Le grand espoir de la Tradition

Nous avons un grand espoir parce que nous avons confiance en Dieu, nous avons confiance en la Très Sainte Vierge Marie, et nous espé­rons que les car­di­naux réunis autour du pape à Rome pren­dront conscience de la gra­vi­té de la situa­tion de l’Eglise aujourd’­hui et retrou­ve­ront le che­min de la Tradition, car les car­di­naux, même si le car­di­nal Ratzinger (aujourd’­hui Benoît XVI, ndlr) expose dans son livre [1] la situa­tion tra­gique de l’Eglise, il semble qu’ils ne voient pas le che­min qui doit recon­duire l’Eglise, à Notre Seigneur Jésus-​Christ, qui doit recon­duire l’Eglise dans sa fer­veur de tou­jours. Il n’y a pas d’autre che­min que celui de la Tradition. Alors nous avons cepen­dant espoir, car le Bon Dieu est tout-​Puissant, que la grâce du Bon Dieu peut agir grâce à vos prières, grâce à vos péni­tences, donc nous gar­dons espoir que quelques car­di­naux par­le­ront cou­ra­geu­se­ment pour dire à toute l’as­sem­blée réunie à Rome qu’il faut reve­nir à la Tradition.

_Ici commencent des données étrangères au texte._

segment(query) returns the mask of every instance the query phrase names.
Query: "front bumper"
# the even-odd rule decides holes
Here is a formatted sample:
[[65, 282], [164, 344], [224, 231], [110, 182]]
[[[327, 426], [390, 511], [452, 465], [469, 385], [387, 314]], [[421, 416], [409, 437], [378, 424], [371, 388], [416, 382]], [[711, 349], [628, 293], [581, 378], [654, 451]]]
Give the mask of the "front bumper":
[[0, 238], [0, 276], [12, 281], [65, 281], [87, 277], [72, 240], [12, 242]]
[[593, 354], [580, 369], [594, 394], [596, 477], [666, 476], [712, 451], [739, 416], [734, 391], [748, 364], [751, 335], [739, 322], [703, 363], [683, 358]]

Qu’est-​ce que la Tradition, sinon l’enseignement de l’Eglise pendant vingt siècles ?

On ne peut pas chan­ger l’en­sei­gne­ment de l’Eglise qui a été ensei­gné pen­dant 20 siècles. C’est pour­quoi nous sou­hai­tons et nous espé­rons qu’en priant de tout notre cœur, en sup­pliant la Très Sainte Vierge Marie, d’é­clai­rer, d’en­voyer l’Esprit-​Saint à cette assem­blée réunie à Rome, nous espé­rons qu’ils com­pren­dront qu’il faut reve­nir aux bonnes tra­di­tions de l’Eglise, au Saint Sacrifice de la Messe de tou­jours, aux sacre­ments de tou­jours et à l’a­do­ra­tion et à l’a­mour de Notre Seigneur Jésus-​Christ qui est la seule voie de salut. Voilà notre espoir et nous espé­rons que, grâce à vos prières et à vos sacri­fices le Bon Dieu vous enten­dra et fera en sorte que ceux qui sont res­pon­sables de l’Eglise com­prennent la néces­si­té du retour à la Tradition.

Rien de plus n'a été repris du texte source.